DB Stats

I’ve been playing with phpMyAdmin and doing a bit of optimization of it. A few stats:

  • Since I upgraded the kernel, MySQL has been up for a little under 3 days and 11 hours.
  • The DB server has moved 841 MiB of traffic. This is 10 MiB an hour.
  • It’s processed 131,048 queries. This is about 1,580 an hour.
  • 132,000 inserted rows.
  • 96K queries served out of MySQL’s query cache.
  • 1,393 temporary tables created on disk to handle queries. This seems like a bottleneck, although it is only a tiny percentage.
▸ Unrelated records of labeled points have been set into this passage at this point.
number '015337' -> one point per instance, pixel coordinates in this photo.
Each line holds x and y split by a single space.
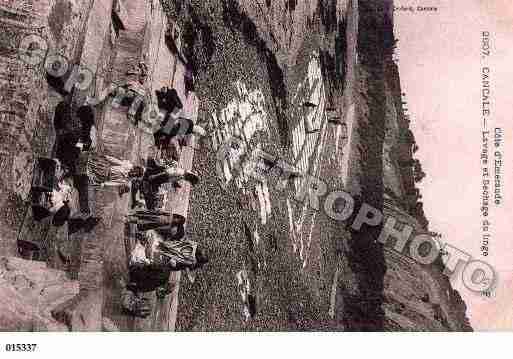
20 347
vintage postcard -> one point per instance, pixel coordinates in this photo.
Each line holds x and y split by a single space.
255 165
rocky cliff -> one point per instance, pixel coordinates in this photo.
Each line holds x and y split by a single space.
313 87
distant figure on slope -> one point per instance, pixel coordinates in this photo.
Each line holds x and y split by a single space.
156 174
151 262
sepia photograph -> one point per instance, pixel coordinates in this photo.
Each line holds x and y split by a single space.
256 166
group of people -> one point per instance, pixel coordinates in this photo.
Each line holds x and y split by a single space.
160 244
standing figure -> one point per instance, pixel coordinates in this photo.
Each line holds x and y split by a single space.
155 175
132 93
75 131
151 262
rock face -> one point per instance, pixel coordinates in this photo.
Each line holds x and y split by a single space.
313 85
30 291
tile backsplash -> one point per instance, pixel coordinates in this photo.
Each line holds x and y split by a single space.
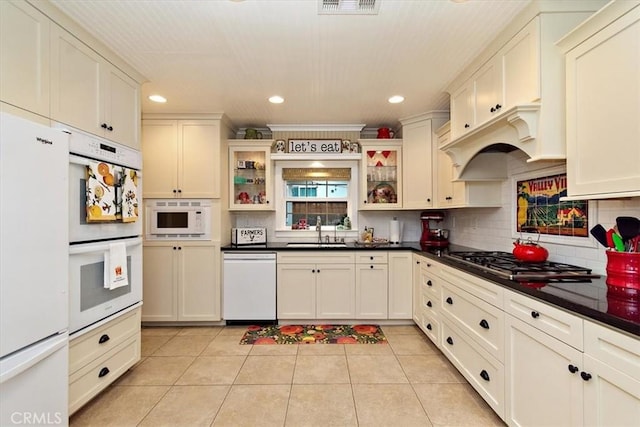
485 228
491 228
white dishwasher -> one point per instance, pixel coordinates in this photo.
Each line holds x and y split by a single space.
249 286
I’ve just restarted MySQL to apply some configuration changes. (Actually, I could have changed them on the fly now that I think about it…) I tweaked the settings a bit: MySQL allows you to set limits on how much RAM it can use for various operations, and I tend to be very frugal. But I think I was shooting myself in the foot there: it was relying on disk a bit too much. It’s not like I’m running a load average of 25 and am moving gigs of traffic a day, where tuning is really vital, but it still bothers me that it’s not as efficient as it could be.

One thought on “DB Stats

  1. …anyone else notice that inserted rows > total queries? This seems like an error. I suppose it’s entirely possible (especially with something like an EXECUTE query), but… All that’s been going was WordPress, which does nothing but spew SELECT queries all day long.